A limitation of Debian's /etc/network/interfaces control file
Unless I am missing something, in Debian and Ubuntu there is no way to
bring up an interface without having it try to obtain an IP address in
some way. The interfaces(5) manpage suggests that 'auto ethN',
possibly with 'iface ethN inet manual' should work, but it doesn't
seem to go in my testing on Ubuntu.
You might rationally ask what use there is in bringing up an interface
without an IP address.
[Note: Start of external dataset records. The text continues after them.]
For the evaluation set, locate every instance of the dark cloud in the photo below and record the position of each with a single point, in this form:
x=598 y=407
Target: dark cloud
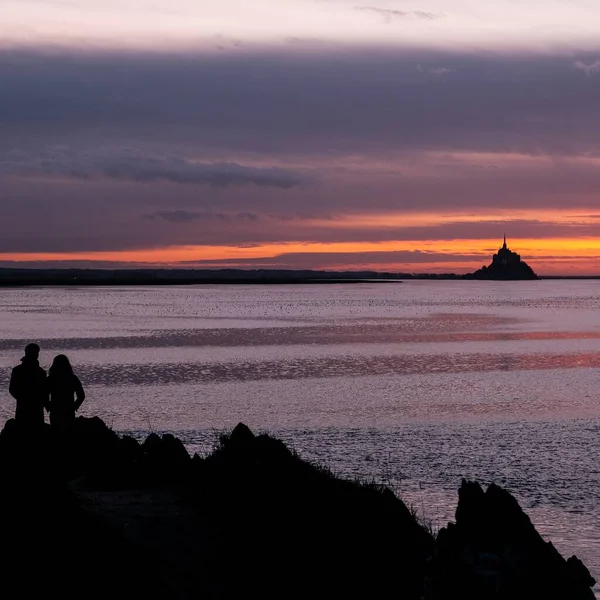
x=303 y=260
x=135 y=165
x=184 y=216
x=303 y=102
x=390 y=15
x=83 y=135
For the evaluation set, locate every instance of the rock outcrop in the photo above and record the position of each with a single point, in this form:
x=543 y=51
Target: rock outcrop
x=252 y=519
x=493 y=551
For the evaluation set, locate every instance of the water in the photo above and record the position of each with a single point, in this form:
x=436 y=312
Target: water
x=415 y=384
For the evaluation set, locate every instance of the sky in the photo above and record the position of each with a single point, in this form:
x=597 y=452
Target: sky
x=395 y=135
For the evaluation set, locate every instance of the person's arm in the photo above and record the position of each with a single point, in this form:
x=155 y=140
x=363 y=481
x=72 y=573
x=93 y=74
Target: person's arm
x=13 y=388
x=79 y=393
x=46 y=392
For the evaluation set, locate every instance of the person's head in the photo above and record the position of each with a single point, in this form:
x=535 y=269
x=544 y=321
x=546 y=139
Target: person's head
x=32 y=351
x=61 y=366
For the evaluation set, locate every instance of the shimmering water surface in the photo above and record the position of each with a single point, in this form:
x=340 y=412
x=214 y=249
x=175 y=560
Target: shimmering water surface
x=417 y=384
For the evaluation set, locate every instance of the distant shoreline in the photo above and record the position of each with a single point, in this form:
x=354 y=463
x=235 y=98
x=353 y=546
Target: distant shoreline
x=179 y=282
x=22 y=277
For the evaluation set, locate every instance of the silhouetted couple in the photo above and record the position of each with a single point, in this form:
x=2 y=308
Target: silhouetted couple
x=60 y=393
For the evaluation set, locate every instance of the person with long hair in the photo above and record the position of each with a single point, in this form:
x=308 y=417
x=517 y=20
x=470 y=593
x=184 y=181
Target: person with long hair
x=66 y=393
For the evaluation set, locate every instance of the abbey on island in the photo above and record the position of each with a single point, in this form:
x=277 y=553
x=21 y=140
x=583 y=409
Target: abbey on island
x=505 y=265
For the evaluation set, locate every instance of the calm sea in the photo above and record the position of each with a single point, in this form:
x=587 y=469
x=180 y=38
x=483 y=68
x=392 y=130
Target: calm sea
x=416 y=384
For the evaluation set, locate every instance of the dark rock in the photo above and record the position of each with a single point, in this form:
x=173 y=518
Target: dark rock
x=494 y=552
x=505 y=265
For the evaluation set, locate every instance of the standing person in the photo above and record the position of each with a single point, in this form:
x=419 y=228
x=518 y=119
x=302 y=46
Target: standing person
x=28 y=386
x=66 y=393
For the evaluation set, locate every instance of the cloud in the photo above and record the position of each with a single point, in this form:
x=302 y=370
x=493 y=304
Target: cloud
x=184 y=216
x=588 y=69
x=390 y=15
x=135 y=165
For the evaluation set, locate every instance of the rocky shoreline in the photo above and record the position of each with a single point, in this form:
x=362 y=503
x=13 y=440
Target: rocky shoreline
x=99 y=515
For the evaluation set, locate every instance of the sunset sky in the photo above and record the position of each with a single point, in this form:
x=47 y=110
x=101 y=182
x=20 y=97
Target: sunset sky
x=398 y=135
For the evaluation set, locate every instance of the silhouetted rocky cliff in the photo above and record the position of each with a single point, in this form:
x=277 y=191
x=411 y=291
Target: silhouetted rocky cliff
x=97 y=515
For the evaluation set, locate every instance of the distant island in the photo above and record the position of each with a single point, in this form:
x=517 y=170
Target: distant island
x=505 y=265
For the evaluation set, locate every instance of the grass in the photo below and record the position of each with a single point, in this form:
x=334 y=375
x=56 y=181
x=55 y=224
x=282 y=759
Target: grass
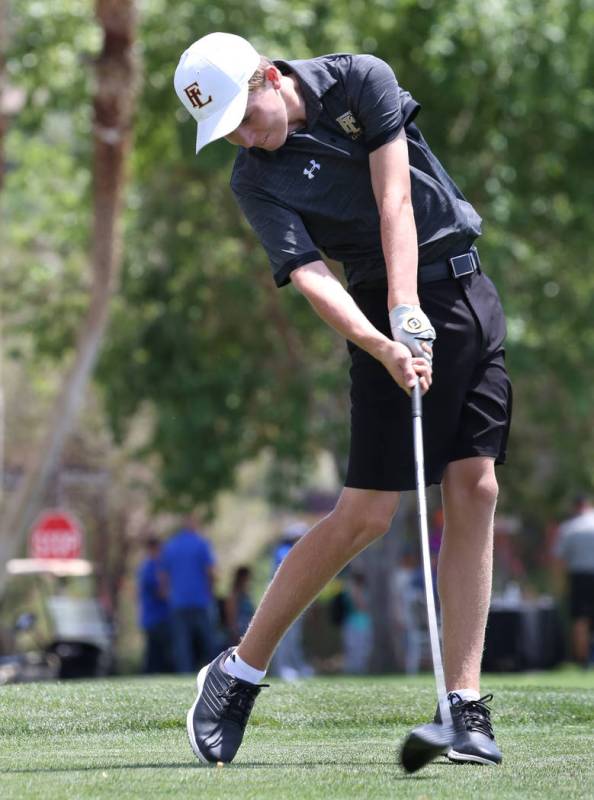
x=327 y=738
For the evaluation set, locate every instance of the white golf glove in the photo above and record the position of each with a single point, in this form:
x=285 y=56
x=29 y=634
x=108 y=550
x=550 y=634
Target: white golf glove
x=412 y=327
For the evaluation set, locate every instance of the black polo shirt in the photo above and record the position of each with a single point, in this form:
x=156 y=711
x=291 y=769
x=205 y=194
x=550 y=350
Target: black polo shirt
x=314 y=193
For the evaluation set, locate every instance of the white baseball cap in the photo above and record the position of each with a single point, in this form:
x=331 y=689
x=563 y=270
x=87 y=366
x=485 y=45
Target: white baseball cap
x=211 y=80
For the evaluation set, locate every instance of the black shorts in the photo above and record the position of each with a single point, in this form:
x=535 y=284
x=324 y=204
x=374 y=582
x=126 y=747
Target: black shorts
x=581 y=595
x=467 y=410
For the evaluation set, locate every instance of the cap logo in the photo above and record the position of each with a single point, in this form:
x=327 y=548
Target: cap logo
x=194 y=96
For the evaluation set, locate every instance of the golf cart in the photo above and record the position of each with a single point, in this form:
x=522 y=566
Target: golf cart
x=51 y=623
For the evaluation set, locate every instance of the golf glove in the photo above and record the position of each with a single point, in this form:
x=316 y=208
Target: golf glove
x=412 y=327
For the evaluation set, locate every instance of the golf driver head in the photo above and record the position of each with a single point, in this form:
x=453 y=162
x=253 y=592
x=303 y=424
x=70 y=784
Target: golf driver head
x=425 y=743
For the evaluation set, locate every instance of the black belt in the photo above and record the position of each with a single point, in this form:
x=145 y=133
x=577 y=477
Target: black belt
x=455 y=267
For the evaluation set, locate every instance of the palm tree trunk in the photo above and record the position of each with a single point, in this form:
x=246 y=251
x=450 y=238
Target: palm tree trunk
x=114 y=100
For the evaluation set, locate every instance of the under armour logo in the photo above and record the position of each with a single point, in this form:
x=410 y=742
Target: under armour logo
x=412 y=324
x=349 y=124
x=311 y=172
x=194 y=96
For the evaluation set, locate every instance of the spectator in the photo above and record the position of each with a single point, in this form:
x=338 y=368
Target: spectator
x=239 y=608
x=188 y=566
x=357 y=629
x=289 y=661
x=154 y=611
x=575 y=552
x=409 y=615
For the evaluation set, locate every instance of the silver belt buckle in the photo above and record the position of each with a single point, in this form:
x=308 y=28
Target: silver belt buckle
x=467 y=259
It turns out that there's a number of things that
such up but unconfigured interfaces are either good for or necessary for
(depending on your perspective), including:
- running
tcpdump and similar packet capture programs to do
traffic accounting and/or monitoring.
- bringing up your DSL PPPoE connection, since PPPoE uses the Ethernet
purely as a transport.
- bridging virtual guest machines onto an Ethernet (or VLAN) that
the host machine is logically not on (although it clearly has physical
access to them).
The Ubuntu machine I ran into this on was our traffic accounting system,
and we definitely never want the monitoring interface to be assigned an
IP address, or even respond to packets. (If we were being thorough, this
means that we should turn off some normal Linux network settings so that
the interface never responds to rogue ARPs for the machine's management
IP address.)
The workaround we're currently using is to set 'iface ethN inet dhcp'.
There's no DHCP server on the monitoring segment that will ever respond
to the accounting machine's DHCP request; in fact, I believe that there
is basically no untagged traffic flowing over that network segment.
(And yes, if this ever changes we could get a peculiar surprise.)
Sidebar: setting up unconfigured but active interfaces in Fedora
To set up such an interface in Fedora (and probably Red Hat Enterprise),
you want the obvious minimal ifcfg-ethN control file:
DEVICE=ethN
ONBOOT=yes
Put this in /etc/sysconfig/network-scripts and you're good to go.